Les collections et les collectionneurs sont rares en Russie. Ces dernières années, sous l’influence de l’activité artistique de Pavel Mikhaïlovitch Trétiakov, ont commencé à se manifester dans la classe marchande moscovite éclairée d’authentiques amateurs d’art et, en plus, aussi étrange que cela puisse paraître au premier abord, des amateurs de l’art ultra-contemporain le plus avant-gardiste (pérédovoyé).
Mikhaïl Abramovitch Morozov qui vient de mourir était un tel amateur. Sa collection, constituée en quelque cinq années, était complétée chaque année par des oeuvres d’art emmenées de l’étranger et achetées en Russie.
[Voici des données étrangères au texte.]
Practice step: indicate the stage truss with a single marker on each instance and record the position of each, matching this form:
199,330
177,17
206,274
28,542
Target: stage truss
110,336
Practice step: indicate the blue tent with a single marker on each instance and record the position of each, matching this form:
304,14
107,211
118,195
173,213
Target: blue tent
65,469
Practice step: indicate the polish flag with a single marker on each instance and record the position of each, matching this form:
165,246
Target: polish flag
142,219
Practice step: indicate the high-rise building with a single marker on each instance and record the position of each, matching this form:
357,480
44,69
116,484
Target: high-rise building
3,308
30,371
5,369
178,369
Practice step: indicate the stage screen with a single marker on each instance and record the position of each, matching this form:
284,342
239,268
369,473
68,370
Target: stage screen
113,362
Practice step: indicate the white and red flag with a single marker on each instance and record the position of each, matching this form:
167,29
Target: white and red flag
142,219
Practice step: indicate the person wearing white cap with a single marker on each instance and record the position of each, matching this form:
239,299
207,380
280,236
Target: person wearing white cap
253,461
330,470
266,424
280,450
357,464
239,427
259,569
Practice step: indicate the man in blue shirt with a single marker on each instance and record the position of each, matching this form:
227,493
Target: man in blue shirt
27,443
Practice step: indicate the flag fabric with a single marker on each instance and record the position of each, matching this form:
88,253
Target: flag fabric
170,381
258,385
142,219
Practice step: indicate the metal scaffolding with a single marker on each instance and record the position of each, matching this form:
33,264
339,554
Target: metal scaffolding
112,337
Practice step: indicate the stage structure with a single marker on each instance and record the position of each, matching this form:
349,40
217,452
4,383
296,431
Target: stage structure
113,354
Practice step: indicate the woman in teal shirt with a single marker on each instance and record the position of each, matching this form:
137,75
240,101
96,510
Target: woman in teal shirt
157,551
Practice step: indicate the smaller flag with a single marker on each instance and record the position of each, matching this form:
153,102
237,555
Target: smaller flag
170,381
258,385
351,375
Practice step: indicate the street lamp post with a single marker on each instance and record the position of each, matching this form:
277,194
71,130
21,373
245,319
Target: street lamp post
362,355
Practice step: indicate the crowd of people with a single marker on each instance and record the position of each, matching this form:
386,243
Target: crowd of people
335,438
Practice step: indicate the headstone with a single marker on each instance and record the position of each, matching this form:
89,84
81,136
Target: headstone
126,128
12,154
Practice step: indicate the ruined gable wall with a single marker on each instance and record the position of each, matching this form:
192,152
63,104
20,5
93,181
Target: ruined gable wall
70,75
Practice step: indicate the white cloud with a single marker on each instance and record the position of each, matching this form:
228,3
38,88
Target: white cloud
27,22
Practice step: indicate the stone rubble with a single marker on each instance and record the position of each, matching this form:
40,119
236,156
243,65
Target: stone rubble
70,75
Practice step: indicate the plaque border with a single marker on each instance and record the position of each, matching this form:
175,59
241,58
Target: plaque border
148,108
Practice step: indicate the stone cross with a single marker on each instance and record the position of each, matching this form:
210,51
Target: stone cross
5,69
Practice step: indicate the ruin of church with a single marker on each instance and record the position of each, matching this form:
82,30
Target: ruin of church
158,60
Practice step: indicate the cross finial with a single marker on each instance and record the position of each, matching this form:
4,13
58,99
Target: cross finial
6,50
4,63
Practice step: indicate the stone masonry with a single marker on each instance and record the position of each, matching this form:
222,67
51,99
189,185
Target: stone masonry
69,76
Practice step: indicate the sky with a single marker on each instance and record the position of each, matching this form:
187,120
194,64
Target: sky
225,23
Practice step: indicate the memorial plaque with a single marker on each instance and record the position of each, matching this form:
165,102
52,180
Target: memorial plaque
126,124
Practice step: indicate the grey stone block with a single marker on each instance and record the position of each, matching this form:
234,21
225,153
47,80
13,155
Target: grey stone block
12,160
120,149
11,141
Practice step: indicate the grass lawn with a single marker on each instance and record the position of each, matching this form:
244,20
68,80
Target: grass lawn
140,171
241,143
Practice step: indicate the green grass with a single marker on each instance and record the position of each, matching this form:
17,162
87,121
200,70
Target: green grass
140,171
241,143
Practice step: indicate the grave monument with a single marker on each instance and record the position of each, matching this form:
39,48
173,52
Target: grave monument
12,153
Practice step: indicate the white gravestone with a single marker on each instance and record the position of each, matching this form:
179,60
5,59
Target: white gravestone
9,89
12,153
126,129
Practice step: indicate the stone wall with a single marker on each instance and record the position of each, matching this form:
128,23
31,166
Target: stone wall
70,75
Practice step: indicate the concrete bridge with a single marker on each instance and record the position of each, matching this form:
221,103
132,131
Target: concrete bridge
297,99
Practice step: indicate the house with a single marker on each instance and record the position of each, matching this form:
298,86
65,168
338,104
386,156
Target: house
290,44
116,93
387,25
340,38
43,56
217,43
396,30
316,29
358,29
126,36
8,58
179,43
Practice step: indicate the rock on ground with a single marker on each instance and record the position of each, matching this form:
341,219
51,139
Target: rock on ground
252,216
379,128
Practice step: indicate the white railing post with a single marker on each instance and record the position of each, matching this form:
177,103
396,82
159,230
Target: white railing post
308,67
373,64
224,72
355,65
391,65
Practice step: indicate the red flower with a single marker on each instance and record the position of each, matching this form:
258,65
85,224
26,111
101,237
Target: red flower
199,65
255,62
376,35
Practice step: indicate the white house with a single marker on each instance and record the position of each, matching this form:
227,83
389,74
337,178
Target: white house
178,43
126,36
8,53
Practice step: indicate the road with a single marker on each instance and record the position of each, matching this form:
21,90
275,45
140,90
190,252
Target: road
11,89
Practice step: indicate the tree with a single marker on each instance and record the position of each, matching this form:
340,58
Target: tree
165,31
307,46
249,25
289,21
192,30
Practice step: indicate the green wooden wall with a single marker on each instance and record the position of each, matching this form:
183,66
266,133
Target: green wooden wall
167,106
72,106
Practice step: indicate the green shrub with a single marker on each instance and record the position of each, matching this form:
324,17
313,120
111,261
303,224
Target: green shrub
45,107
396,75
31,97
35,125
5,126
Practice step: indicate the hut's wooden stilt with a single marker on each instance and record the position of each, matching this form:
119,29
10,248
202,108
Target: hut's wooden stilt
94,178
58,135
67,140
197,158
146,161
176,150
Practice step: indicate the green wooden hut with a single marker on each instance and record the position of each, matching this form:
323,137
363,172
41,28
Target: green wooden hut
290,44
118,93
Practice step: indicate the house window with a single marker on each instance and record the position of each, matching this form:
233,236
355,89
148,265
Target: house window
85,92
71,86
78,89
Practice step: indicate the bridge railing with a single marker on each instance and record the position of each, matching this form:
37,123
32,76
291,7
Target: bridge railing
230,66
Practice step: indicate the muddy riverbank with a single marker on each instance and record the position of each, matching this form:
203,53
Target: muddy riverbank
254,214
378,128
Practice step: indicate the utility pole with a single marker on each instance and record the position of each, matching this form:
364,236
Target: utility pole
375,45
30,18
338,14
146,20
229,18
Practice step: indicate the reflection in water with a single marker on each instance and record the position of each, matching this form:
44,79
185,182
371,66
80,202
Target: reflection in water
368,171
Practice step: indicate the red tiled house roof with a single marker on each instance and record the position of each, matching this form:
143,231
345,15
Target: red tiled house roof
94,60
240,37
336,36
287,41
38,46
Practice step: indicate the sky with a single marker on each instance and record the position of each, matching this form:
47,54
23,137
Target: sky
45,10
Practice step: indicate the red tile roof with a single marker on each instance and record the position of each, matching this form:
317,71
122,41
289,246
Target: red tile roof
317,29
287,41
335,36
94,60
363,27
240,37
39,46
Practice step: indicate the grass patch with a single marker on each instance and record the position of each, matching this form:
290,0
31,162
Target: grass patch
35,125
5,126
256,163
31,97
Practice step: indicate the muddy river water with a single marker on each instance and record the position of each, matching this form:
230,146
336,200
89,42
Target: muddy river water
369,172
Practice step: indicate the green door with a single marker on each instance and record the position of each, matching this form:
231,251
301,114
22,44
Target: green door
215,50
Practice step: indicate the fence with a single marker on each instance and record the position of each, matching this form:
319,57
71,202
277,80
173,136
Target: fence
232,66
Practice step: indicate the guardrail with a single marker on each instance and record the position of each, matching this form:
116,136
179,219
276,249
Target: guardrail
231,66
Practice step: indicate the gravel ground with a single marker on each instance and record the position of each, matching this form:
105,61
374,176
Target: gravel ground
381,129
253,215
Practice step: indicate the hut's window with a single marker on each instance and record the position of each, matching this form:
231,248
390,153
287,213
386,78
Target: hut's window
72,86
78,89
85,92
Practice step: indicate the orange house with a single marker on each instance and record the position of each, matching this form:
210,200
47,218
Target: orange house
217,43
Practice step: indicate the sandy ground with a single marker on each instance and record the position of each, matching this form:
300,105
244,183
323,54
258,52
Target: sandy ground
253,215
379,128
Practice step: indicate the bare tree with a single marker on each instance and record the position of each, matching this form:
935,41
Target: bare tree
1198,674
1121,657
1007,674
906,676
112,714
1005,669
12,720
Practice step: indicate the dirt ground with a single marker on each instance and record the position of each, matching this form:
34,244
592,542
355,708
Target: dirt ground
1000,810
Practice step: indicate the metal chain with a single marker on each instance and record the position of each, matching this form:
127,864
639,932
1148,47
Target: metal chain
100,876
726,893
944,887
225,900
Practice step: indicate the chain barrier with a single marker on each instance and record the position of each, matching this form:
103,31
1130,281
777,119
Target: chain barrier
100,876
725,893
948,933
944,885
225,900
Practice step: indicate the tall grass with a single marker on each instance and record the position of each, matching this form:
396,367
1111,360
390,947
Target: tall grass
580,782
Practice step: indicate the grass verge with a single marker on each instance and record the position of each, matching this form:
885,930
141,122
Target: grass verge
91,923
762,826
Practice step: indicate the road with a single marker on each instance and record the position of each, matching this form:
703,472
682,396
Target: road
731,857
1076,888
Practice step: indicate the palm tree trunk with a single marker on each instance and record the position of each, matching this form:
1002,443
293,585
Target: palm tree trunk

Mikhaïl Abramovitch est mort jeune, il n’avait pas 35 ans[2]. On peut imaginer quelle galerie serait devenue sa collection, si la mort n’avait interrompu ces débuts prometteurs.
La collection de Mikhaïl Abramovitch Morozov est extrêmement variée, elle contient beaucoup de tableaux russes de premier ordre, à commencer par l’excellent portrait de Borissov-Moussatov jusqu’aux travaux de tous nos contemporains de talent, comme Sourikov, Vasnetsov, Sérov, Korovine, Vinogradov, Ivanov et d’autres.
Mais ce qui enthousiasmait Mikhaïl Abramovitch ces derniers temps, c’était la collection des écoles étrangères contemporaines, surtout françaises. Il avait importé d’excellents Degas, Renoir, Manet, Monet et, depuis cette année [1903] il était devenu le seul propriétaire en Russie des oeuvres de tels maîtres comme Bonnard, Vuillard, Denis, Gauguin et autres, dont les tableaux, même à Paris, n’ont pas encore trouvé une appréciation digne d’eux.
Entre autres toiles, Mikhaïl Abramovitch a acquis la célèbre Féerie intime* de Besnard qui a fait tant de bruit à Paris, et il a aussi acheté une des premières oeuvres d’Anglade quand personne encore ne parlait de cet artiste, aujourd’hui à la mode.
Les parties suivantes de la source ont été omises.